Rabotnitsa (Russian: Работница; English: The Woman Worker) is a women's journal, published in the Soviet Union and Russia and one of the oldest Russian magazines for women and families. Founded in 1914, and first published on Women's Day, it is the first socialist women's journal, and the most politically left of the women's periodicals. While the journal's beginnings are attributed to Lenin and several women who were close to him, he did not contribute to the first seven issues.

It was re-organized in May 1917 as a Bolshevik journal administered by the Zhenotdel, the Women's Section of the Central Committee of the Communist Party of the Soviet Union, becoming their central publication. Later that year, its editors organized the First Conference of Working Women of the Petrograd Region, promoting the Bolshevik cause in the elections to the Constituent Assembly. From the start of the Russian Revolution of 1917, Rabotnitsa served as the official women's publication under the Communist Party in Russia.

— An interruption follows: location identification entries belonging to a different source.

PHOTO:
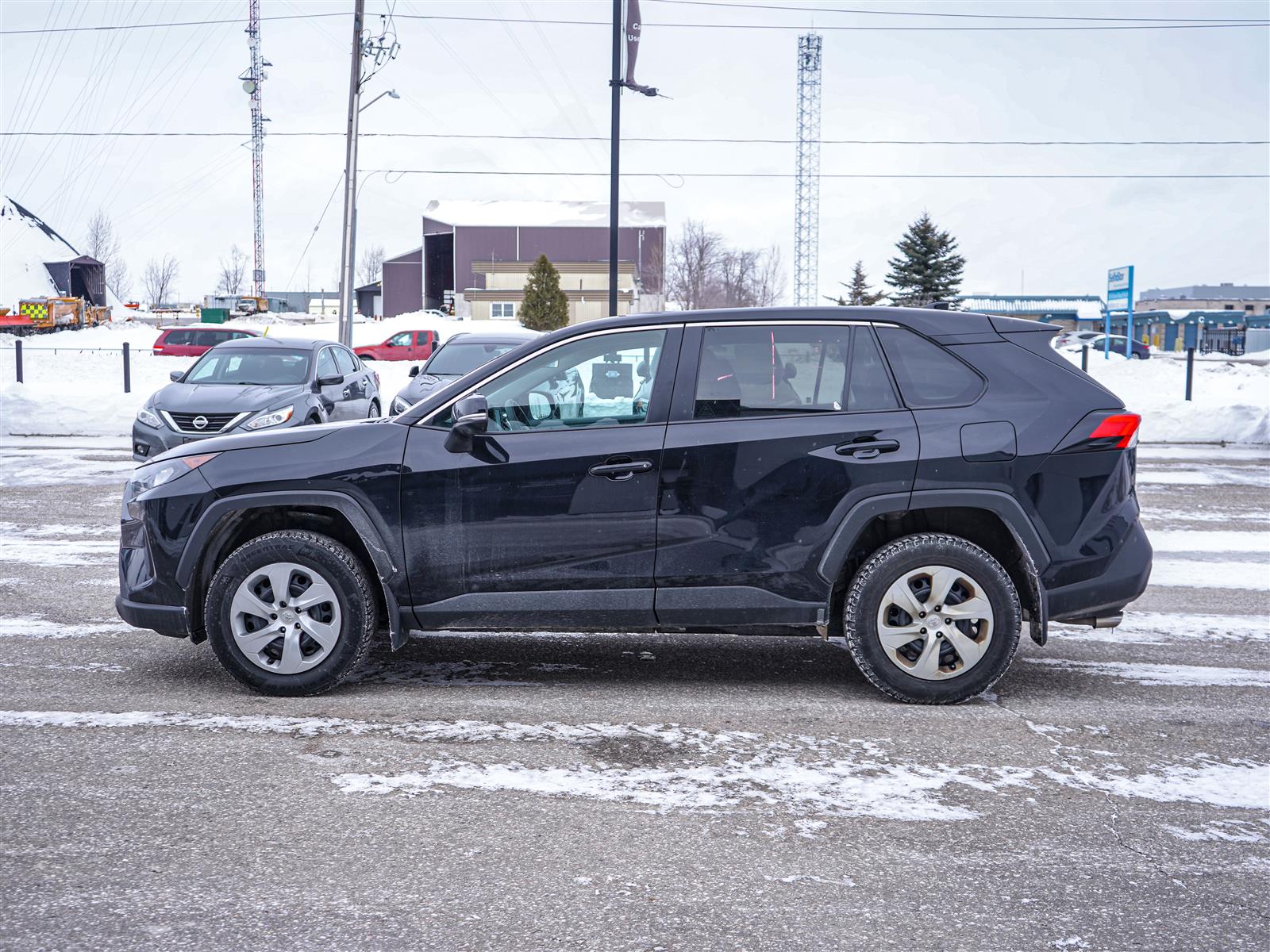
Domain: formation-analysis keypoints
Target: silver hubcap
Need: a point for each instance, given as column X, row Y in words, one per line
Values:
column 285, row 619
column 935, row 622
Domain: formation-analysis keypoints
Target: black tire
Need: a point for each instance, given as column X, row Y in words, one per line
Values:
column 332, row 562
column 893, row 562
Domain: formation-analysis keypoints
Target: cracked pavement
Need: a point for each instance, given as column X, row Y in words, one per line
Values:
column 626, row 791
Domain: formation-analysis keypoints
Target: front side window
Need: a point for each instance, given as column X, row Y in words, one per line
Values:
column 598, row 381
column 789, row 368
column 927, row 374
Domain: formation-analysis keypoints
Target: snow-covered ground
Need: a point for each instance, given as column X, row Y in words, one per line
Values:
column 75, row 389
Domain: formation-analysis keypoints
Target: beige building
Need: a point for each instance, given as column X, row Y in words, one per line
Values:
column 584, row 283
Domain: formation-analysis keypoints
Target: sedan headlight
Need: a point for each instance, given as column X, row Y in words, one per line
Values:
column 270, row 419
column 156, row 474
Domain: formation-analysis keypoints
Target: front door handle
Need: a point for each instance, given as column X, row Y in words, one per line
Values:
column 622, row 471
column 868, row 448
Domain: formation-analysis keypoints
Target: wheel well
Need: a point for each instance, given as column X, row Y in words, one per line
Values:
column 982, row 527
column 241, row 527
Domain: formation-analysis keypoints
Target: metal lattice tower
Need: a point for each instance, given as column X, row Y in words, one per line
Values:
column 252, row 83
column 806, row 190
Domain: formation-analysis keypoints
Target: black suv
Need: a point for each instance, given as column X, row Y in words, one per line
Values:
column 918, row 482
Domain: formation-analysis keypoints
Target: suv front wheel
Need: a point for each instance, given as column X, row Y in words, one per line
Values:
column 291, row 613
column 933, row 620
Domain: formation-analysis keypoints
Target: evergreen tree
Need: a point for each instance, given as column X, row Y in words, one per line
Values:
column 927, row 268
column 546, row 308
column 857, row 291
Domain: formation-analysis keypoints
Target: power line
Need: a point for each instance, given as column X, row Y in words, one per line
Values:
column 685, row 140
column 666, row 175
column 959, row 16
column 662, row 25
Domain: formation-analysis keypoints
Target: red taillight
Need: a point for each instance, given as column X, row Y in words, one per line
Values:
column 1123, row 428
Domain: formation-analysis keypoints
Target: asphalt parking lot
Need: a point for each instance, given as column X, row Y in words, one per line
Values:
column 635, row 793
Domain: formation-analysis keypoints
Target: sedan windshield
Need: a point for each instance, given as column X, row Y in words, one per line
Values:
column 243, row 367
column 459, row 357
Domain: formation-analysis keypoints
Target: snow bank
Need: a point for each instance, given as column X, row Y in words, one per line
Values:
column 1231, row 399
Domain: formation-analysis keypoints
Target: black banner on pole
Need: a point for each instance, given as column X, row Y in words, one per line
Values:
column 633, row 33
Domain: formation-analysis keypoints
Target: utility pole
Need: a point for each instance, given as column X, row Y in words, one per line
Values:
column 806, row 190
column 346, row 254
column 615, row 155
column 252, row 80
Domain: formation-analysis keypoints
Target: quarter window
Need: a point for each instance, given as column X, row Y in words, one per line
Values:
column 927, row 374
column 597, row 381
column 749, row 371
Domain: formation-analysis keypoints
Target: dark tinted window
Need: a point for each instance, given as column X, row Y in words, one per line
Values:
column 927, row 374
column 787, row 370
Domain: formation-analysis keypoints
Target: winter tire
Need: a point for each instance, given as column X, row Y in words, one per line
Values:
column 933, row 620
column 291, row 613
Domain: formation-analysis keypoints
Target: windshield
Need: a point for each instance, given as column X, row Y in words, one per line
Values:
column 459, row 357
column 243, row 367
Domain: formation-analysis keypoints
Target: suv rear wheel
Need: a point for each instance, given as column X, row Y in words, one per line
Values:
column 933, row 620
column 291, row 613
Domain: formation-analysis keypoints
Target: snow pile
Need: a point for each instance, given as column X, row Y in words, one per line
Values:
column 1231, row 400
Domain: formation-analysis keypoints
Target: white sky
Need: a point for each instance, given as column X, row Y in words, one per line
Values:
column 192, row 197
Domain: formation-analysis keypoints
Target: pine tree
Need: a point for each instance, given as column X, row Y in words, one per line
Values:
column 927, row 268
column 545, row 308
column 857, row 291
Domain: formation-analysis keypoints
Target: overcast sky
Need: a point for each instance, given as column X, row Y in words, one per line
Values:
column 192, row 197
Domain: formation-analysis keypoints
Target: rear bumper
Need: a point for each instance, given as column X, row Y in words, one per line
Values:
column 167, row 620
column 1122, row 582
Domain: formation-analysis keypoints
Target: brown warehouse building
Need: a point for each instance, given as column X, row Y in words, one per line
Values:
column 476, row 255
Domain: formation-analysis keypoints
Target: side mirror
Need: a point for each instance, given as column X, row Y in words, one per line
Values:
column 471, row 416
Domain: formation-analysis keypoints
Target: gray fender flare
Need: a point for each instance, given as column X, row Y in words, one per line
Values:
column 387, row 565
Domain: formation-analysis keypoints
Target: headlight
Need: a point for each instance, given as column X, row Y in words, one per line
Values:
column 270, row 419
column 154, row 475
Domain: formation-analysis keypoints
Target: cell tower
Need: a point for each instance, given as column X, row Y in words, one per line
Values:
column 806, row 190
column 252, row 80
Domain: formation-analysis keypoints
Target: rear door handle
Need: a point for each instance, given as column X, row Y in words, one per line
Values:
column 868, row 450
column 622, row 471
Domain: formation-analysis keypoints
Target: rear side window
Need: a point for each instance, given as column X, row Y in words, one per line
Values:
column 789, row 368
column 927, row 374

The journal Rabotnitsa was established in 1914 in St. Petersburg. While some state it was initiated by Nadezhda Krupskaya, Lenin's wife, the idea is credited to Konkordiia (née Gromova) Samoilova.Inessa Armand, a close friend of Lenin, was instrumental in actualizing the magazine.Anna Yelizarova-Ulyanova, one of Lenin's sisters, found a press willing to print two issues per month. The first editor was a male, Felix Vasilievich Martsinkevich, while the publisher was a female, D.F. Petrovskaia, the wife of a Bolshevik Duma deputy. Its editorial board was composed of Armand and Samoilova, as well as A. I. Yelizarova-Ulyanova, N. K. Krupskaya, P. F. Kudelli, L. R. Menzhinskaya, Y. F. Rozmirovich, and L. N. Stal. It prospered at the encouragement and support provided by Lenin. It was published by Izdatel'stvo "Pressa" in the Russian language. The money needed to support the publication was collected from women workers.